THE amateur photographer who imagines he has more than his share of failures should go picture shooting along with the winged argonauts who sail the skies. At the research laboratories there are numbers of aerial photographs which look like pictures of the star-spangled heavens. Others look as though the airman had flown through an electrical storm and photographed lightning flashes. Those “pictures" should be landscapes, and the exposures were made on clear, sunny days. Light refractions? A faulty camera? Not at all. There had been electrical “storms,” but those storms were inside the camera itself. Their elimination is urgent, for the problem of faulty aerial photographs is one which concerns closely our national defense.
Research work at Ottawa shows that the “stars” and “lightning flashes” are caused by static electric sparks which, under certain atmospheric conditions, generate as the film passes between the glass and felt at the back of the camera. Having discovered the “storm,” the next step was to find its origin, determine the particular atmospheric conditions producing it.
In this research, as in others, the scientist becomes an inventor. I was shown a set of instruments designed and made at Ottawa. These instruments were taken on flights and they record the conditions, such as the amount of ionization and humidity of the atmosphere under which static may occur. Back comes the scientist to his laboratory. There he reproduces the conditions causing the “camera storms,” and gets busy on the serious problems of their elimination.
Even the fuel which airmen use is watched at Ottawa. Should his engine stall he has a long way to fall. And if you are inclined to dismiss with scorn those advertisements which claim less knock for certain gasolines, you may visit Ottawa and have your scepticism dispelled. Some motor fuels do cause less motor knock than others. There is a machine at Ottawa which makes that clear, both by sound and record.

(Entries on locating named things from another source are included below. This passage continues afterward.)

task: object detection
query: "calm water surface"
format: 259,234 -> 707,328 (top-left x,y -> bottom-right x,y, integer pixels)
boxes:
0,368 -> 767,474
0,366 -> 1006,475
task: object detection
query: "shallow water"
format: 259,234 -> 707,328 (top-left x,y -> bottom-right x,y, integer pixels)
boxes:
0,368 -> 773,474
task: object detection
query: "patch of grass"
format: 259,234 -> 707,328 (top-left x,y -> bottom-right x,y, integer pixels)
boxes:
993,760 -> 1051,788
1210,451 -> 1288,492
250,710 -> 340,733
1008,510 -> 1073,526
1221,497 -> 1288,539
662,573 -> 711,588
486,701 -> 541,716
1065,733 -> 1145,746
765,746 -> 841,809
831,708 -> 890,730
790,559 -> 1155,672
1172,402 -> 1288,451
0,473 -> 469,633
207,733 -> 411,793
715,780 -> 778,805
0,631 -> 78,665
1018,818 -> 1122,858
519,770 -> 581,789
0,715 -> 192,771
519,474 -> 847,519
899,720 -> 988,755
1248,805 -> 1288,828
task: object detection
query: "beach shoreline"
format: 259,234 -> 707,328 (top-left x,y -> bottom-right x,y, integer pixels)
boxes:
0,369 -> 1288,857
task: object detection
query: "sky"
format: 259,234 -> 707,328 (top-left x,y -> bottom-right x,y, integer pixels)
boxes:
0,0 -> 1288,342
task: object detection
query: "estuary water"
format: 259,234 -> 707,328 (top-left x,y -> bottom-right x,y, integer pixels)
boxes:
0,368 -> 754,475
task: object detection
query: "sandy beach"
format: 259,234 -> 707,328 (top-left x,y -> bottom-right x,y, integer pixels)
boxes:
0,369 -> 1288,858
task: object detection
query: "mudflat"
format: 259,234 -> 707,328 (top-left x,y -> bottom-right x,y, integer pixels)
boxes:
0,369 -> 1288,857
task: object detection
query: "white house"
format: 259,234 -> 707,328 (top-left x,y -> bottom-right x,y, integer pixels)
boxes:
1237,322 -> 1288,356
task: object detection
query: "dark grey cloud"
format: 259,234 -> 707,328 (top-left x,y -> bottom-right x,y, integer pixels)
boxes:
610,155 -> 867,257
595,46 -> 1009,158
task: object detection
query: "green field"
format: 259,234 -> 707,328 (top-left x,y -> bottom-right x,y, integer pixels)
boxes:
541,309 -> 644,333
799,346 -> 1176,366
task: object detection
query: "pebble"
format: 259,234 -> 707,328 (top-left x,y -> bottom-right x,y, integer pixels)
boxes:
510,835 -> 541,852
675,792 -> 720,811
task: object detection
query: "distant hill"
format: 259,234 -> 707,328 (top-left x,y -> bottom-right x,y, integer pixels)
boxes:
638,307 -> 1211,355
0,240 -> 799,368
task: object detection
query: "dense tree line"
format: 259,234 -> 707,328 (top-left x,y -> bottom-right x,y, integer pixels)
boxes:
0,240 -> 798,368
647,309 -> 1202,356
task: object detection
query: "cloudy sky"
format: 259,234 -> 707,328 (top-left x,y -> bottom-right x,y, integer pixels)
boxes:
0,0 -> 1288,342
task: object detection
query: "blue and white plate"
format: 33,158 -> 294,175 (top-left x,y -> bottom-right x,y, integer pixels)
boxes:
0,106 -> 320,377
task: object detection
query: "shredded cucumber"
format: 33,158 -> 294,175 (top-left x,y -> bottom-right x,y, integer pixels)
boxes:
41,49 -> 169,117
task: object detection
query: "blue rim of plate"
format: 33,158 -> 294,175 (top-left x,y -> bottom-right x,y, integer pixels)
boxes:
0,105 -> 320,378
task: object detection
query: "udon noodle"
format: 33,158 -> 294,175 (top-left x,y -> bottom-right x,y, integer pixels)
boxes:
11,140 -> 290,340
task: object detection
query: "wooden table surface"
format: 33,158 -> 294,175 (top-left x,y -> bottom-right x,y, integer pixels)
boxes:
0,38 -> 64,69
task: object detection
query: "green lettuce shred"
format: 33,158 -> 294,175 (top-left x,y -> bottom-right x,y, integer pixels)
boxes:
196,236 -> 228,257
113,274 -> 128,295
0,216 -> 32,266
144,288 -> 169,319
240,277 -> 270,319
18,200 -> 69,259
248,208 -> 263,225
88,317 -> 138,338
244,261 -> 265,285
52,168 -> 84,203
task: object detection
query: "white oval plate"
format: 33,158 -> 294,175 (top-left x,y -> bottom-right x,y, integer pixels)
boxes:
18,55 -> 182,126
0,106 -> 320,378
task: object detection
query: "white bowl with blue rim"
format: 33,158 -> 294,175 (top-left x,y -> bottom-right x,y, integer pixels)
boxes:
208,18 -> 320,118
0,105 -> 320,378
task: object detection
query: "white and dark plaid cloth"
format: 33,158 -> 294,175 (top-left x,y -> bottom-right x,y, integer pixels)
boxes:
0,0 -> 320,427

In commencing this article I quoted figures showing Canada’s remarkable development as an air nation, but figures give no idea as to the completeness with which the aircraft is entering our national life. In protecting our timber wealth by the detection and suppression of bush fires, in timber cruising and forest sketching, for prospecting, geological exploration and development work in the great North country, the aircraft has no equal. Against the pests and blights which Nature sends to attack our crops and forests, war is waged by the airplane. In commerce it serves the nation by clipping days off the transCanada mail service and by carrying business executives and freight. Our customs and fisheries officials soar high overhead on the lookout for smugglers and poachers. And when there is an. urgent call for medical aid from an isolated community, it is the aircraft that goes to the rescue. In the words of Mr. Parkin, “Aircraft are being put to a variety of useful and practical tasks known in no other country.”
As a nation, then, we should be ready to back Mr. Parkin and his staff in their task of assisting the nation’s air development.